Facts about Dutchman’s Breeches:
|Scientific Name :
|Variety, cultivar, or trademark name
|| Dutchman’s Breeches
|Bloom Time? Color?:
|| March blooming with white, yellow tipped flowers
|Type or Average Life Span:
|| spring perennial
|| 0.5 to 1 foot
|| 0.5 to 1 foot
Dutchman’s Breeches Symbiotic relationships:
One of the most unusual and charming native woodland flowers, Dutchman’s breeches blooms in very early spring, lives aboveground for a few weeks then disappears until the following year. Underground portions live on, of course, storing the carbohydrates manufactured by the leaves during the brief period before the trees leaf out and block the sun from the forest floor.
Why the common name of Dutchman’s breeches?
When the fragrant flowers open, they resemble a clothesline strung with several pairs of white pantaloons, a garment worn in Holland many years ago. Flowers dangle over ten-inch, fernlike foliage that is attractive in itself.

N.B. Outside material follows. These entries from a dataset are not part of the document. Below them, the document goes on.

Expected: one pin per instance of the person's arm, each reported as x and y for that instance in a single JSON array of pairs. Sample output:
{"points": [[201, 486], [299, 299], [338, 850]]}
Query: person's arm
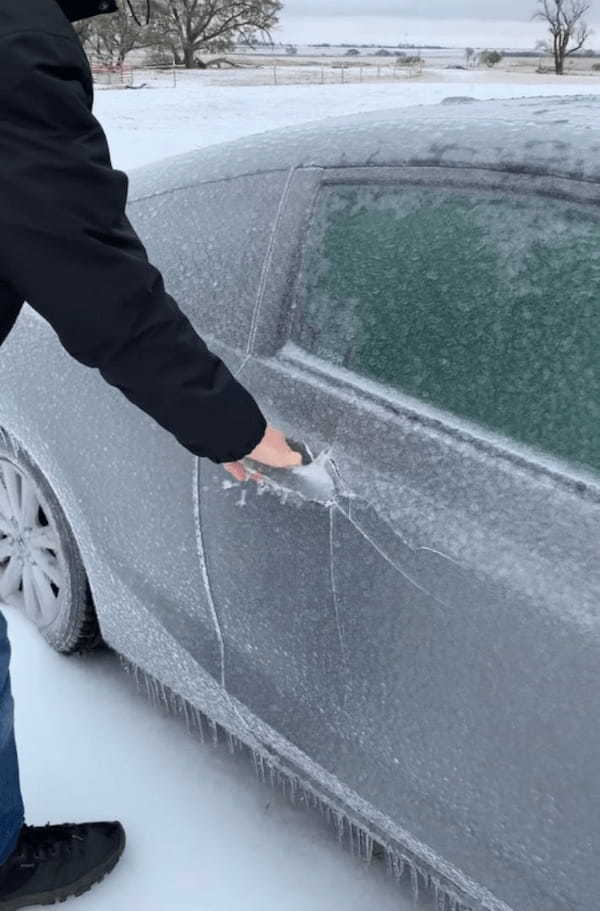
{"points": [[67, 248]]}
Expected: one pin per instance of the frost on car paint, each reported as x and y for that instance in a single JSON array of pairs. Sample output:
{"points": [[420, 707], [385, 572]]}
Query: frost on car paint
{"points": [[424, 650]]}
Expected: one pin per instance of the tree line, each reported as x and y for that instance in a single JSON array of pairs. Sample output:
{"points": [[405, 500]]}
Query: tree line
{"points": [[180, 32], [185, 32]]}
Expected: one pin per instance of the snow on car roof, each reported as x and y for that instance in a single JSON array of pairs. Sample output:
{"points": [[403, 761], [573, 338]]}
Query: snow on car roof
{"points": [[549, 135]]}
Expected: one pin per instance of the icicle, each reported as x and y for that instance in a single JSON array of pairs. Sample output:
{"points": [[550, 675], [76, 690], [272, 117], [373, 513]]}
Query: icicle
{"points": [[351, 839], [414, 882]]}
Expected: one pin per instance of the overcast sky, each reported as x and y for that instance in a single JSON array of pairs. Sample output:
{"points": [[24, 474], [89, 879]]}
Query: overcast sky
{"points": [[500, 23]]}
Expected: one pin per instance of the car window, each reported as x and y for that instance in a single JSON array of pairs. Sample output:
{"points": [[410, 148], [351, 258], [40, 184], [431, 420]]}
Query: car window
{"points": [[210, 241], [484, 304]]}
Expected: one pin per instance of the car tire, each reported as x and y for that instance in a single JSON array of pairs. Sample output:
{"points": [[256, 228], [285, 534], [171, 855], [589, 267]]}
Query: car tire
{"points": [[41, 570]]}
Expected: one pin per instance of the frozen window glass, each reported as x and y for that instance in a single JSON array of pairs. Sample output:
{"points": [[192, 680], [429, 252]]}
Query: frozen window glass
{"points": [[486, 305]]}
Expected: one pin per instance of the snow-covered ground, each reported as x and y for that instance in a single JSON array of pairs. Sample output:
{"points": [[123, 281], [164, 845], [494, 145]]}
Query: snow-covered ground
{"points": [[145, 125], [204, 835]]}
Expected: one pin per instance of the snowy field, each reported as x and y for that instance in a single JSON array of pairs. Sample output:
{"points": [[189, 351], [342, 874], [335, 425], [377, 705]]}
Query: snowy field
{"points": [[145, 125], [204, 834]]}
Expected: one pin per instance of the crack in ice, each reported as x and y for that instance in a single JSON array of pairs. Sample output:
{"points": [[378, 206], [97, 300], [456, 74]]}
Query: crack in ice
{"points": [[338, 619], [388, 559], [204, 568]]}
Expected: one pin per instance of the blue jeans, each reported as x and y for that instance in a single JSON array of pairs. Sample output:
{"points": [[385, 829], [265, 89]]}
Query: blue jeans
{"points": [[11, 802]]}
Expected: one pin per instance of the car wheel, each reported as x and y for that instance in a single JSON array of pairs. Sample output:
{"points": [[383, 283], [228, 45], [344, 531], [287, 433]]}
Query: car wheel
{"points": [[41, 571]]}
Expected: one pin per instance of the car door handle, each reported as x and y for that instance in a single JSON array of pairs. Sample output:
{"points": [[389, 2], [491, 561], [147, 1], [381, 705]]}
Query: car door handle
{"points": [[313, 481]]}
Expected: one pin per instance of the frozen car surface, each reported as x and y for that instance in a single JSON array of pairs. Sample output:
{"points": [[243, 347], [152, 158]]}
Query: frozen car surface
{"points": [[408, 627]]}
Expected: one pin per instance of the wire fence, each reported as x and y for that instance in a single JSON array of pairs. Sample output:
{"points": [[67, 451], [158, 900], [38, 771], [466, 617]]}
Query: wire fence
{"points": [[129, 77]]}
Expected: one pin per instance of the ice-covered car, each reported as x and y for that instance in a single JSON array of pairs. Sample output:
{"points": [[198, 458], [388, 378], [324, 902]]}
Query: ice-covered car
{"points": [[406, 629]]}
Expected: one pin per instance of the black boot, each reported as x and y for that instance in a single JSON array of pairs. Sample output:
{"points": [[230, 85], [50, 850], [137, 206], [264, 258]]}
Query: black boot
{"points": [[50, 863]]}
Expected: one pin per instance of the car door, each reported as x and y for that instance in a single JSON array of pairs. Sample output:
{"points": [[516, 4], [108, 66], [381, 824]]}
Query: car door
{"points": [[443, 343], [266, 548]]}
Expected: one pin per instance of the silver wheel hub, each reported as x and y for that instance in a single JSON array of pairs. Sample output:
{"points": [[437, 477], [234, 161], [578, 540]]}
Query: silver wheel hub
{"points": [[32, 567]]}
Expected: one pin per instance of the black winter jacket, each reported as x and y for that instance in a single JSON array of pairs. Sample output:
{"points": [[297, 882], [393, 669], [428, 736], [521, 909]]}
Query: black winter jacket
{"points": [[68, 249]]}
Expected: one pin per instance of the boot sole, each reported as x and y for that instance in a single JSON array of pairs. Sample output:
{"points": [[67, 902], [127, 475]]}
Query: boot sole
{"points": [[79, 887]]}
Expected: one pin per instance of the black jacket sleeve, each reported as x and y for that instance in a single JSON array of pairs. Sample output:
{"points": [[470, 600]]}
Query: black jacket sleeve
{"points": [[68, 249]]}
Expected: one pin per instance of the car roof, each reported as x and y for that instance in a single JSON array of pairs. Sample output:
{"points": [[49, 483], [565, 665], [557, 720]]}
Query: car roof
{"points": [[543, 135]]}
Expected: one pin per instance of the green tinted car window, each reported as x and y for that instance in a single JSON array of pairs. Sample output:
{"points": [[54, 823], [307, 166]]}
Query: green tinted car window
{"points": [[485, 305]]}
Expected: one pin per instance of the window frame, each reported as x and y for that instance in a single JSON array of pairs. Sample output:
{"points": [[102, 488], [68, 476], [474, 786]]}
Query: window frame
{"points": [[286, 351]]}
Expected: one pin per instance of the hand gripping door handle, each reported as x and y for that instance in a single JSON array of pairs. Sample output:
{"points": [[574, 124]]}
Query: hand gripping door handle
{"points": [[313, 481]]}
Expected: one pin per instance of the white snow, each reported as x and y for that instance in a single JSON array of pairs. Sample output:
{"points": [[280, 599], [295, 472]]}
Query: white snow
{"points": [[204, 835], [145, 125]]}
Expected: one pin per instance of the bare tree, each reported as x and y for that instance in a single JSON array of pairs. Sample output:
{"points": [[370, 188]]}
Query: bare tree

Besides being beautiful, however, Dutchman’s breeches benefits early-flying bumblebees on the lookout for nectar. The queen bumblebee, the only one to survive the winter, visits the flower, sips the nectar, and collects pollen—then returns to her nest to lay eggs. In this way, bee and flower benefit one another. Indeed, the two species co-evolved to satisfy each other’s needs—an early source of food for the bee and a means of pollination for the flower.
Dutchman’s breeches has an unusual method of seed dispersal. When the seeds fall to the ground, ants remove them to their nest. Attached to each seed is a fleshy appendage called an elaiosome, which is oily and nutrient-rich. Once the ants consume the elaiosome they remove the seed to their refuse piles—where the seeds proceed to develop for the next year. Having the seeds dispersed at some distance from the parent plant is a means of ensuring continuation of the species should anything destroy the original planting.
Good things to know about Dicentra cucullaria:
Although Dutchman’s breeches is truly enchanting, there are a few caveats to be aware of.
- Plant will survive only if given moist, shaded or semi-shaded conditions that mimic the forest floor. In this favorable environment, it can spread by seeds or underground tubers to cover a considerable area, so allow plenty of space–or plan to divide as needed.
- Wear gloves when handling it, as the plant causes minor skin irritation when touched; this lasts only for a few minutes, but people with sensitive skin should beware. If ingested—not recommended!—people (and livestock) have experienced trembling, staggering, vomiting, diarrhea, convulsions, labored breathing—or some combination. However, it is toxic only in large quantities.
- A final caveat: once the plant dies back, it leaves a bare space that needs to be covered with something else, so plan accordingly.
If Dutchman’s breeches reminds you of bleeding heart, it’s because they’re both Dicentra; foliage is similar and flowers recall one another. But whereas bleeding heart usually retains its foliage throughout the season, dutchman’s breeches dies back not long after setting seeds. Both are lovely spring bloomers that tell us winter is over!